In 2014, the NFTTC was launched to transform research projects into business ventures.

In 2015, it invested 1 billion yuan (US$145 million) in establishing three venture capital funds.

In November 2021, Securities Times reported that there would be major revisions to the direction and management of the NFTTC so it would become more market-orientated. For example, there would be more focus on the use of equity investments, the investment managers would have more autonomy and there was more clarification on the investment stages.

In December 2021, the NFTTC made its largest capital injection, when it set up a sub-fund with the governments in Guangdong, Hubei and Chengdu as well as a number of financial institutions.

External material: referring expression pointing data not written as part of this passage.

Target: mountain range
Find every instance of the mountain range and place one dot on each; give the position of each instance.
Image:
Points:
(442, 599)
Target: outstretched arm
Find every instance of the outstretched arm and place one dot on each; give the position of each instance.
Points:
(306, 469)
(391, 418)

By the end of 2022, Economic Information Daily had reported the NFTTC had set up 36 sub-funds to invest nearly 36 billion yuan into 616 enterprises leading to the commercialization of 974 science and technology achievements.

== Fund details ==
The NFTTC has four key features:

- A national database that contains outcomes and findings from research projects
- A venture capital function
- Loan risk compensation for banks
- Performance incentives

The NFTTC focuses on China's hi-tech sector such as information technology, biotechnology and new materials. It has made investments alongside other institutional investors such as private equity funds and government backed funds. It is required to keep its total investments in all sub-funds between 20%-30% and shall not be a major shareholder in any sub-fund.